Many years ago in households across America, the annual arrival of the Sears and Roebuck catalog in the mailbox was a major event. Families could browse its pages and, finances permitting, go to the local Sears store to buy what they wanted. They could also complete the attached paper order form, mail it to Sears with payment, then wait for delivery.
Now, store catalogs have moved online, but the concept is the same: The catalog is a categorized reference of goods or services that are available for purchase.
A data catalog is similar in that it provides consumers (typically developers, database analysts, BI professionals, and data scientists) with information about the various data assets available within a given organization.
The information a data catalog contains can include:
– Identity of the individual, group, or department that owns or administers the data asset
– Status of the asset
-Is it still in production use
-Is it a legacy data asset that is kept only for historical purposes?

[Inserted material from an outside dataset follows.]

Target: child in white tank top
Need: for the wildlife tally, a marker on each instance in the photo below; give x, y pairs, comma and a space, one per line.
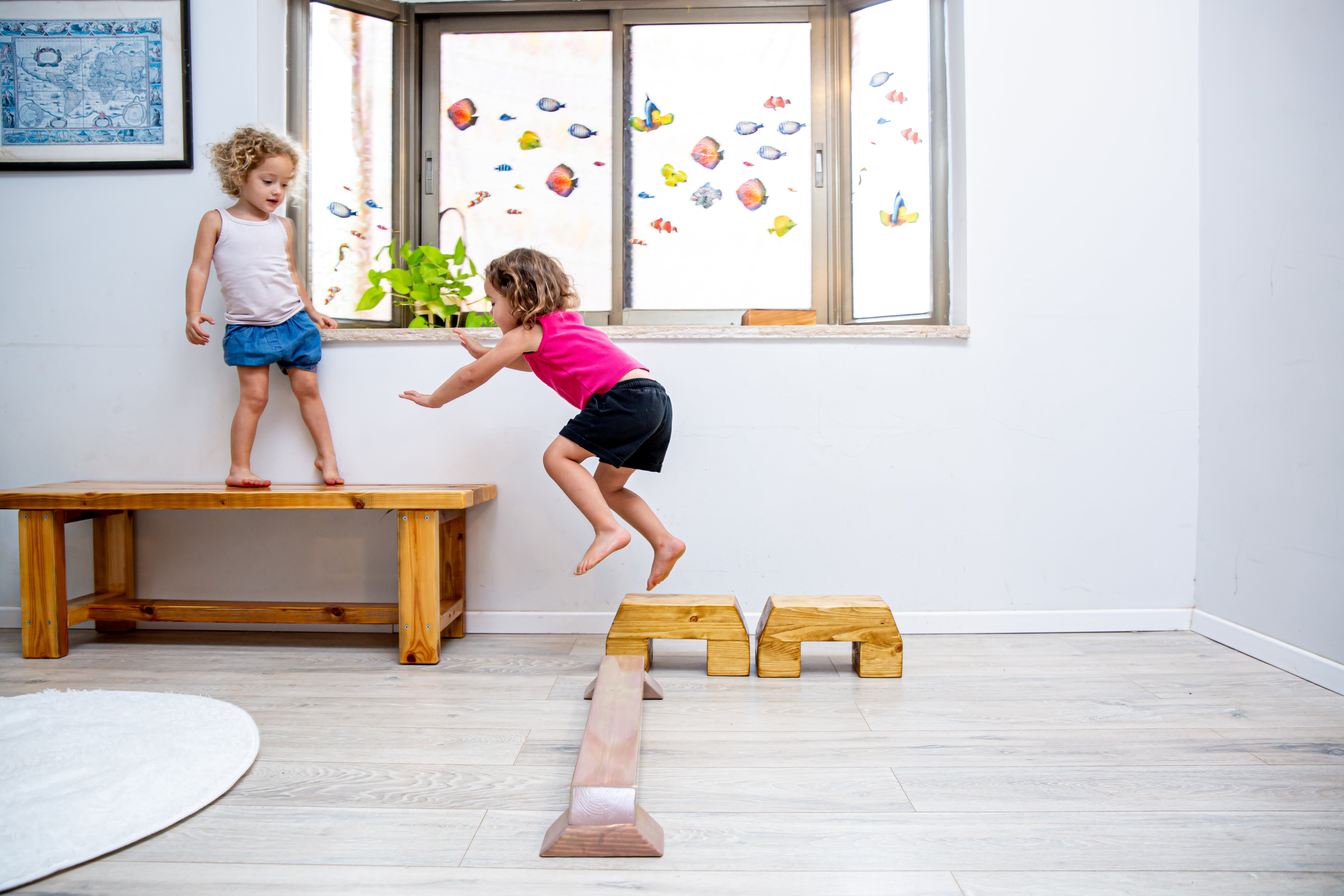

– Technical information about the asset
– The lineage, or where the data in that asset comes from
-Transactional data from one or more applications
-Sensor data from industrial machinery
-Video data from security cameras, etc.
– Where the data asset resides
-Magnetic/optical media, etc.
How is a data catalog useful?
Perusing the data catalog is often the first step for data consumers that need to identify data resources for a given project or task, such as building a report or dashboard. A BI (business intelligence) team member might need to locate all data assets (database tables, flat files, or some other resource) that contain customer data to ensure all of a company’s customers are represented. Once the consumer has identified potentially relevant data assets, the process of delving into the details can begin.
Although data catalog tools are available, data catalogs are largely populated and maintained manually, because much of the useful information about a data asset is business-related information and not inherent properties of the asset. Therefore, organizational discipline is necessary to keep the data catalog up-to-date and accurate.